El siglo XIX quizá tenía estas cosas,
un buen día borracho te caes sobre el contrabajo delante de tu
prometida y la vida cambia y se transforma por completo aun
sobreviviendo el mutuo amor profesado. La decadencia aristocrática
en su declive y la nueva ola transformadora tecnocrática asomándose
por el quicio de nuestras siempre imperfectas e indecisas vidas.
Quizá trate de esto el gran filme del
siempre genuino Welles, pero en la cinta apreciamos muchas más cosas
que delatan esa escasa racionalidad que queremos atribuir al ser
humano y sus precarias relaciones pues la vida social está más
impregnada de ese egoísmo del que nos gustaría admitir, aunque también
lo está menos del que ciertas teorías pretender atribuir, pero como
diría el barman wilderiano, esa es otra historia.

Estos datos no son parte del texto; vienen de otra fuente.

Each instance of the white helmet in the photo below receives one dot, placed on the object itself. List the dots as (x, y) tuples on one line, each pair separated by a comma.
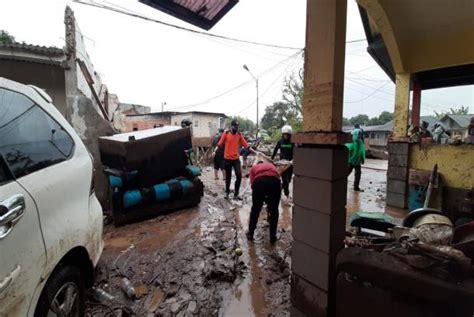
[(287, 129)]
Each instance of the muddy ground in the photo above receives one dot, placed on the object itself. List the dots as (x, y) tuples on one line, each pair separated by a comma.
[(185, 264)]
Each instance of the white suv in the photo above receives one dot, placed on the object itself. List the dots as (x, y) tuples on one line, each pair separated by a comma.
[(50, 219)]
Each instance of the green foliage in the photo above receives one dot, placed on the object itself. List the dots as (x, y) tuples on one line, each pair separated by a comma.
[(361, 119), (459, 111), (6, 38), (245, 125), (288, 110)]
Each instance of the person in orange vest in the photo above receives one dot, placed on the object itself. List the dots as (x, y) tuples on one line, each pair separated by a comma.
[(230, 142), (266, 188)]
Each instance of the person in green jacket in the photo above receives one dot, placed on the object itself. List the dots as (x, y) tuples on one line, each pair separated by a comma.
[(356, 155)]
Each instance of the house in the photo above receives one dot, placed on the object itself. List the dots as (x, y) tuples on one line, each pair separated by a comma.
[(205, 125), (68, 76), (120, 116), (457, 125)]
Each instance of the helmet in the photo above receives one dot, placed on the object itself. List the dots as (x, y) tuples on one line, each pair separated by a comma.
[(287, 129)]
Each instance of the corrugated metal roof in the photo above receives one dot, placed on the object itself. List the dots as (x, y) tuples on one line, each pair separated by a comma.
[(462, 120), (36, 49), (387, 127)]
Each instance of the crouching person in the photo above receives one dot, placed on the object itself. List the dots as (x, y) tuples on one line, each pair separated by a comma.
[(266, 187)]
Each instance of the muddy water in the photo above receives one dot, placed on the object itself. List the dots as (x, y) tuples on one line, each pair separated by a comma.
[(252, 297)]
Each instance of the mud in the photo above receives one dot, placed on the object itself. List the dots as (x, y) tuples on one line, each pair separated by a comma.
[(184, 263)]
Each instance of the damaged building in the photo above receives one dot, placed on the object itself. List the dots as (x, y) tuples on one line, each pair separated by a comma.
[(68, 76)]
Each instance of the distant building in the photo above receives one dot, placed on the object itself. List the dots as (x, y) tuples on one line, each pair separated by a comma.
[(143, 121), (205, 125), (457, 125)]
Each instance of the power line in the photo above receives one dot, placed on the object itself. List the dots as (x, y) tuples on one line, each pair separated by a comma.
[(238, 86), (125, 11)]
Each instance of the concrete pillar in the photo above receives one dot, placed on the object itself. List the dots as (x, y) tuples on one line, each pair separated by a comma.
[(320, 164), (324, 65), (416, 104), (402, 104)]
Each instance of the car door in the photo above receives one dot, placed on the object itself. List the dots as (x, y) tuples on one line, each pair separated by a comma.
[(22, 250)]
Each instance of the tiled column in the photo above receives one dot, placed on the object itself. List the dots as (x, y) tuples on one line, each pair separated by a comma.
[(319, 217), (320, 163)]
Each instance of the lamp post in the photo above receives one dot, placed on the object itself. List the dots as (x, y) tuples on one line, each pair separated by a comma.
[(256, 84)]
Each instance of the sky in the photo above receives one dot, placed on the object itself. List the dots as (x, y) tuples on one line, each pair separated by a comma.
[(150, 64)]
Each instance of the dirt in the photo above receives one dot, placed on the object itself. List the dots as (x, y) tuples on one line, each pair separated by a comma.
[(184, 263)]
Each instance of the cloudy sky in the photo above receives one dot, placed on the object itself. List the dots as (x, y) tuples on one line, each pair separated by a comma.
[(148, 63)]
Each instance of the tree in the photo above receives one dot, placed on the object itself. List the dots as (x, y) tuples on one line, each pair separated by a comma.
[(293, 93), (385, 117), (361, 119), (6, 38), (245, 125), (289, 110), (277, 115), (459, 111)]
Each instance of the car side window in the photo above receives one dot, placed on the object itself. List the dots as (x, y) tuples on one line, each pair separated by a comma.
[(29, 138)]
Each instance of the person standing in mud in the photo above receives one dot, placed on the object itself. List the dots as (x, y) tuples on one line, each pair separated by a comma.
[(218, 155), (230, 143), (266, 188), (285, 146), (356, 156)]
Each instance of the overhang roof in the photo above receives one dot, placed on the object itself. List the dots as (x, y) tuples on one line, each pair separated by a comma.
[(462, 121), (32, 53), (431, 39), (202, 13)]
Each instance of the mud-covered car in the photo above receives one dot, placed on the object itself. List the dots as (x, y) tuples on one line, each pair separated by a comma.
[(50, 219)]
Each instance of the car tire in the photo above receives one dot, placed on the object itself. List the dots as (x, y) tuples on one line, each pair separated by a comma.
[(63, 294)]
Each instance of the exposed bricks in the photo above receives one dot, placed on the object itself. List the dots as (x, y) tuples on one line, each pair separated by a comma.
[(308, 159), (321, 195), (320, 231)]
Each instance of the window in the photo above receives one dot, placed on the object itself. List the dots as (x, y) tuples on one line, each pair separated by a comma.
[(30, 139)]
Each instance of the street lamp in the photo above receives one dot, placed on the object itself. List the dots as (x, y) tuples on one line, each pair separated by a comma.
[(256, 84)]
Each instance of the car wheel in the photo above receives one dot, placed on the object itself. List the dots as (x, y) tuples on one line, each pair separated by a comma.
[(63, 295)]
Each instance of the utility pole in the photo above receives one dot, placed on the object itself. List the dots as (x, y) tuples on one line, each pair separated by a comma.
[(256, 85)]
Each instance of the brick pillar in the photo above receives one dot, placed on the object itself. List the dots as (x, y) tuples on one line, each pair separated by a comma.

Orson audaz como pocos realiza aquí un
equilibrio para aunar el remodelado artístico que intuía en este
medio con la poca permisividad que se le otorga tras el “fracaso”
y menosprecio de “la obra” anterior cuyas repercusiones parece,
sin embargo, que le perseguirían hasta el polvo rondeño. Si con
Kane ya exploró ese universo cinematográfico de planos y
profundidades hasta un límite insospechado, aquí vuelve a hacer
acopio de un repertorio de luces y campos para retratar la
impertinencia juvenil y vetusta al tiempo de un tiempo que no espera
a nadie, el crecimiento de un amor imposible donde los chismes y la
perfidia truncan la posibilidad de unos lazos naturales, a la par que
rompen otros mucho más artificiales (a pesar de ese final
edulcorado). La horma del zapato nunca es total para quien puede, a
otros ni siquiera les hace falta llegar a comprenderla para sufrirla.